PHILADELPHIA (CN) – A federal judge tossed a civil rights suit brought by an anti-abortion protester who overturned misdemeanor convictions related to a rally he led outside of the Liberty Bell Center at Independence National Historic Park.
After Michael Marcavage refused a park ranger’s order to move his protest to another part of the park on Oct. 6, 2007, he was arrested and found guilty of violating the terms of a permit and interfering with agency functions.
The 3rd Circuit subsequently overturned that conviction, and Marcavage filed suit against the National Park Service, the Department of the Interior and two park rangers, Alan Saperstein and Ian Crane.
Chief U.S. District Judge Harvey Bartle III of the Eastern District of Pennsylvania cited various grounds to dismiss the complaint all together on March 9.
In dismissing the claims as to the two federal agencies, Bartle noted that neither had waived immunity as required to pursue an action for damages against the government.

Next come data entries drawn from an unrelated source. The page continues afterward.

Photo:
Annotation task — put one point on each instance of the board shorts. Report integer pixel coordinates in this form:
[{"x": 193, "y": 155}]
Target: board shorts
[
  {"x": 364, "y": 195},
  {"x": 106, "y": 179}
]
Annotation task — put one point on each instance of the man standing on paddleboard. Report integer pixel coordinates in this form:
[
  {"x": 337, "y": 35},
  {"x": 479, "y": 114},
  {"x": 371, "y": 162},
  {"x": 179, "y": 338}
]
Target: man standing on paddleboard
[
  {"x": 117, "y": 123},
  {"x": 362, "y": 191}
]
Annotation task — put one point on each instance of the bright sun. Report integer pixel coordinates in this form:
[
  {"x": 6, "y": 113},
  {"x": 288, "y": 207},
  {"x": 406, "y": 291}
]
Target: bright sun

Though Marcavage is entitled to sue federal officials for violating his constitutional rights, Bartle found that there were several reasons to dismiss each of the six claims that Marcavage brought. In reaching those grounds, Bartle first rejected many of the park rangers’ arguments for relief.
He found that the rangers are entitled to qualified immunity from Marcavage’s First and Fourth Amendment claims because the activist was arrested while protesting on a sidewalk that was not a clearly established public forum. The rangers’ actions were furthermore based on the content, not the viewpoint, of Marcavage’s protest, according to the decision.

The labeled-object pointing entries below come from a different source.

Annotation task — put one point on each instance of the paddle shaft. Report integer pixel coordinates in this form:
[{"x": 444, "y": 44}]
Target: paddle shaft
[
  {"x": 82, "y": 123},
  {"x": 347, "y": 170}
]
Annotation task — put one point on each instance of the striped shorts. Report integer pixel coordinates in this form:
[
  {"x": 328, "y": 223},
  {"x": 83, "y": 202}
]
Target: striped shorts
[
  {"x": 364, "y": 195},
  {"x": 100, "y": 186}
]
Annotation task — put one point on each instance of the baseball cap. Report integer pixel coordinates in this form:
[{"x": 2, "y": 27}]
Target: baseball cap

“Restrictions based on content in a nonpublic forum must be reasonable in light of the purposes served by the forum,” Bartle wrote. “Here, Marcavage was using a bullhorn and his followers were carrying graphic signs depicting mutilated fetuses. In its opinion, the Court of Appeals noted that Saperstein and Crane were concerned that Marcavage was upsetting the visitors waiting in line to see the Liberty Bell Center. These visitors included small children. Thus, the content-based speech restrictions were reasonable in light of the purposes of the forum, which include providing access by persons of all ages to an historic landmark.”

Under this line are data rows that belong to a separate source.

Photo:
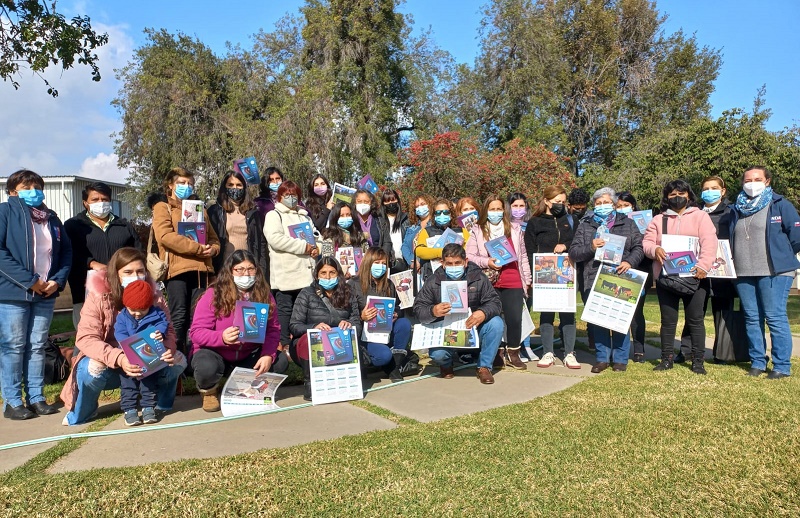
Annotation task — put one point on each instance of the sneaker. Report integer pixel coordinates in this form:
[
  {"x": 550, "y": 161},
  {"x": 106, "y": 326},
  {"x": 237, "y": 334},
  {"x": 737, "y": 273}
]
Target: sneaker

The judge added that the rangers therefore weren’t “plainly incompetent” and did not “knowingly violate the law” – conditions that would have precluded granting them qualified immunity from Marcavage’s suit.
In dismissing Marcavage’s Equal Protection claim, Bartle found that there was a basis for treating an anti-abortion rally differently from other parties at the park, including horse-and-carriage operators, a group raising funds to fight breast cancer and Liberty Bell tourists.
Unlike the carriage operators, Marcavage did not have a permit to operate in the area, Bartle found.
“None of the breast cancer walkers and the visitors to the Liberty Bell remained on the Sixth Street sidewalk for nearly as long a period of time as Marcavage,” the judge continued. “Unlike the other persons, he ‘both spoke with and preached to passers-by and people waiting in line to enter the Liberty Bell Center, for a while with the aid of a bullhorn.'”
Bartle also dismissed Marcavage’s claim for injunctive and declaratory relief as moot because the National Park Service issued new permit regulations following Marcavage’s arrest. The new permitting scheme has an exemption for groups of fewer than 25 people, and the sidewalk where Marcavage had conducted his protest is now designated as a public area open for First Amendment activity.
Marcavage conceded that his sixth claim, for battery, is barred for failure to exhaust administrative remedies.
Justice Department attorney Kelly Heidrich declined to comment on Judge Bartle’s decision.
Marcavage’s attorney, C. Scott Shields of Media, Pa., did not immediately respond to a request for comment.